Australia vows to protect coral reef after UN panel suggests ‘in danger’ list

Sydney, Australia, Nov 29 (EFE).- Australia Tuesday reaffirmed its commitment to protecting the Great Barrier Reef after the United Nations cultural agency recommended that the world’s biggest coral reef system be listed as a heritage site “in danger.”

The reef, which spans over 2,300 km (1430 miles) along the northeastern coast of Australia, and was recognized as a World Heritage Site in 1981, has become vulnerable to mass bleaching due to the climate crisis.

Continuous bleaching episodes for the past several years have damaged two-thirds of the coral.

Environment Minister Tanya Plibersek acknowledged that the iconic site that has become one of Australia’s premier tourist attractions was facing a “serious threat.”

She said the government was making all-out efforts to preserve and protect it since the Labor party came to power in May.

A joint report by UNESCO experts and the International Union for Conservation of Nature Monday said warming seas and agricultural pollution had put the reef at risk and that its resilience had been “substantially compromised.”

“The GBR inshore region continues to face multitudinous threats from land-based activities impacting water quality,” the report said.

It acknowledged that “considerable work is underway to address these threats (but) progress is slow, in large part due to the sheer scale of the challenge.”

“The mission recommends that the Great Barrier Reef be inscribed on the List of World Heritage in Danger,” the UN-tasked report said.

The document indicates that the plans and strategies promoted for the protection of the Great Barrier Reef lack clear objectives.

The Australian authorities emphasize that the study, carried out in March, was based on the previous government’s policy, which largely neglected environmental protection and promoted mining.

The minister said the government had done more in six months than the previous did for nine years to protect the reef.

She said the Labor government led by Prime Minister Anthony Albanese was committed to investing $1.2 billion “to protect, manage, and restore the Great Barrier Reef.”

“We’re investing in projects that will improve water quality and remove marine plastics from the reef. We’re supporting traditional owners to manage their land and sea country,” she said.

She said the government was dedicating $20 million to assist coral evolution and support the natural restoration of damaged reefs and would deliver strong fisheries management to protect the threatened species.

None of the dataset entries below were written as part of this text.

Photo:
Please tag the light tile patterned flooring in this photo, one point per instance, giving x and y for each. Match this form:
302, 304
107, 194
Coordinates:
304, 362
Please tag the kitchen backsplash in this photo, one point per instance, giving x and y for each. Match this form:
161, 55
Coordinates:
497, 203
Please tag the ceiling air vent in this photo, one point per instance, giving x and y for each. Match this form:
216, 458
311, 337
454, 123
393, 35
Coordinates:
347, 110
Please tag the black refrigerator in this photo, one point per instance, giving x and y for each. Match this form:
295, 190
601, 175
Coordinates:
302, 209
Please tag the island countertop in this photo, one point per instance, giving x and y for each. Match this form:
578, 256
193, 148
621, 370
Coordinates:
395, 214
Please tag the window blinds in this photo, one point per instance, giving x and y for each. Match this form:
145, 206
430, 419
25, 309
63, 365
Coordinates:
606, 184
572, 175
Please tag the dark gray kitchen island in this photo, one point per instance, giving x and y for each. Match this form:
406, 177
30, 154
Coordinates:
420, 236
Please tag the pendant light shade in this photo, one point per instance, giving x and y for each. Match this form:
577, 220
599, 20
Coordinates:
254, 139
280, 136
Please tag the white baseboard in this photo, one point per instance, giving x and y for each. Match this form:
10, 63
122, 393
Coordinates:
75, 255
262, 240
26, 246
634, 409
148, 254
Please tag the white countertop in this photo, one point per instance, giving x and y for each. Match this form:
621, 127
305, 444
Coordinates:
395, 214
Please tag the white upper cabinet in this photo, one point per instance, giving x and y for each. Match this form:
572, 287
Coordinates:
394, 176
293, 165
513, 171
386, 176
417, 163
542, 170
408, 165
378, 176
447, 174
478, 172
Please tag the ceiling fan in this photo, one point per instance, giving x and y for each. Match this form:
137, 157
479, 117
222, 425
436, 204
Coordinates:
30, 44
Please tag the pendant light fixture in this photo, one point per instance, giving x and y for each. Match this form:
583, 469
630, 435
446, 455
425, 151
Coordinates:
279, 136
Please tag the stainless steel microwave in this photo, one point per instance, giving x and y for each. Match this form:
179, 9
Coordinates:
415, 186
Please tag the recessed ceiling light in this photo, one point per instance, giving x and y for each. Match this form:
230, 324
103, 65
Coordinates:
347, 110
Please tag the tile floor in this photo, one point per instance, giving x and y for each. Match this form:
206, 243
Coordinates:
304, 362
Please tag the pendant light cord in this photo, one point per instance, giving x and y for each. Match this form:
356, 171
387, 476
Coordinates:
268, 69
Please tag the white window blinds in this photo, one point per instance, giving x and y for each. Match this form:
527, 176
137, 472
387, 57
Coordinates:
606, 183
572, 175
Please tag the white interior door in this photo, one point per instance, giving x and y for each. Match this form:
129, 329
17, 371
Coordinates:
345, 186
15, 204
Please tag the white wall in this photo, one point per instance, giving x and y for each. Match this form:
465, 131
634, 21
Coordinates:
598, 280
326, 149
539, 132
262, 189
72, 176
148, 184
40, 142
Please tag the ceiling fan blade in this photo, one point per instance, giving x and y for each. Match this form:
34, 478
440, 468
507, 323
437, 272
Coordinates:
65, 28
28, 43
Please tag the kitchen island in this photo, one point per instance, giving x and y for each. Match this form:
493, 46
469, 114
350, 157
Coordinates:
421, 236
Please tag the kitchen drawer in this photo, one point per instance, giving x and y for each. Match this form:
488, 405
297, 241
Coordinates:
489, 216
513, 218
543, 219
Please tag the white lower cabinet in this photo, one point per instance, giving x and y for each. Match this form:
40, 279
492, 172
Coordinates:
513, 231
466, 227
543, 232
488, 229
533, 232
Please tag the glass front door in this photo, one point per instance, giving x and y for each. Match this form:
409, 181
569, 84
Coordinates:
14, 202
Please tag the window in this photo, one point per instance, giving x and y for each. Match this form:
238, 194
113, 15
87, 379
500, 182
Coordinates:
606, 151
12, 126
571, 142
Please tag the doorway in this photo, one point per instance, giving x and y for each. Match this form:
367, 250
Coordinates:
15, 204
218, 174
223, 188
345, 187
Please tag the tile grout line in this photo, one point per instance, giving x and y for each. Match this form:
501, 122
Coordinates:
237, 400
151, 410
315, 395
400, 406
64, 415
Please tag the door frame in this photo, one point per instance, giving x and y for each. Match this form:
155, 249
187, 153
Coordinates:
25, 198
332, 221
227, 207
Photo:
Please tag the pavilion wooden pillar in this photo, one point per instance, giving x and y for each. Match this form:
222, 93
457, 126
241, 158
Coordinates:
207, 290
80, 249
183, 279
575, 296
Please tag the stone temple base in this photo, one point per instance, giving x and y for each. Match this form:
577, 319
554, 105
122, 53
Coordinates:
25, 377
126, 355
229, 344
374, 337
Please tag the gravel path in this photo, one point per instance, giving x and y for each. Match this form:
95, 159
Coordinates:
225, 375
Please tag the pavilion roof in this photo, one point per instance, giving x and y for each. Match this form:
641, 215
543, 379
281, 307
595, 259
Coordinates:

The nonprofit Maritime Conservation Society of Australia called on the government to act “quickly and firmly.”

Environmentalists from the World Wide Fund for Nature (WWF) called for accelerating the transition to renewable energy sources and expanding the areas where net fishing is prohibited to protect the reef.

The World Heritage Committee has expressed concern about the reef’s status since 2010 but avoided classifying it as endangered in 2013 and 2021.

The World Heritage Committee will decide whether the reef should be listed among the “in danger” sites next year.

Before that, UNESCO will have to compile a thorough report with responses from the Australian federal and state governments.